New poll shows fall for Christian Democrats and lead for red-greens
A well-respected poll suggests that the Green Party and the Sweden Democrats have lost support while the Social Democrats have gained.
Infographics: Liv Widell, Ekot
Note that the graphs use the acronyms for the party names in Swedish. C = Centre Party; L = Liberals; M = Moderate Party; KD = Christian Democrats; S = Social Democrats; V = Left Party; MP = Green Party; SD = Sweden Democrats
Tuesday Statistics Sweden released the results from its biannual Party Preference Survey. The agency characterizes the survey findings as "estimates of election results if an election had been held today."
The poll suggests the Red-Green partners in the minority government - the Social Democrats and the Green Party - with their tacit supporter the Left Party would take a plurality with 41 percent of the vote while the opposition Alliance coalition would get 39.3 percent.
The Social Democrats who polled at 27.6 percent in November gained 2 percentage points in Tuesday's results.
And the Green Party, which has weathered more than a month of media scrutiny starting when their housing minister Mehmet Kaplan resigned, had fallen nearly 2 percentage points from the November poll. The Greens would have only 4.7 percent support, according to the survey, only slightly above the 4 percent needed to enter Parliament. It's their lowest result in this survey since 2006.

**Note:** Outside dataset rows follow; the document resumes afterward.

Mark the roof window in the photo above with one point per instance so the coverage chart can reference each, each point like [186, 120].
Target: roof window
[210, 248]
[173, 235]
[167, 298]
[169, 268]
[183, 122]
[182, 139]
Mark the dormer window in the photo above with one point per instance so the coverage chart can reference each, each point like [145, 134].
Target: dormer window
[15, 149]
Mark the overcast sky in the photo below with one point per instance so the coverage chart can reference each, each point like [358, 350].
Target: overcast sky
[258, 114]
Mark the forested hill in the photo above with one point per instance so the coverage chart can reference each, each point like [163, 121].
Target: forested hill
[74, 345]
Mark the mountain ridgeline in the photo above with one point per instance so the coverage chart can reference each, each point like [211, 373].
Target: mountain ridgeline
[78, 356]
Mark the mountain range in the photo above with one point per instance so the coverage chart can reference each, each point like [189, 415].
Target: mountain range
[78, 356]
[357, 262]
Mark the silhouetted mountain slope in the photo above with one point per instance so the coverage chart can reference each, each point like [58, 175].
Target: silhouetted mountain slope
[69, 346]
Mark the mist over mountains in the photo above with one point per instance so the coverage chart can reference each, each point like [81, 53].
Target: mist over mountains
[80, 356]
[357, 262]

The Moderates, a member of the Alliance bloc and the second largest party, rose more than 1 percentage point from their November poll figure to 24.7 percent. The Liberals gained as well, half a point taking 5.4 percent. But both the Centre Party with 6.1 percent and the Christian Democrats with 3.1 percent appear to have lost support. The Christian Democrats had their worst polling number ever since the party was first included in Statistics Sweden's survey in 1991. The poll suggests the party would not enter Parliament if an election was held today.
The Sweden Democrats, Sweden's third largest party whose populist anti-immigration politics and far-right roots have made them a pariah with the other major parties, had scored nearly 20 percent in the November survey. That's now fallen to 17.3 percent.
Statistics Sweden explains its polling method on its website:
"A sample of about 9 000 persons are interviewed by telephone for each survey round. Statistically scientific methods and the size of the sample guarantee high quality in the reported estimations."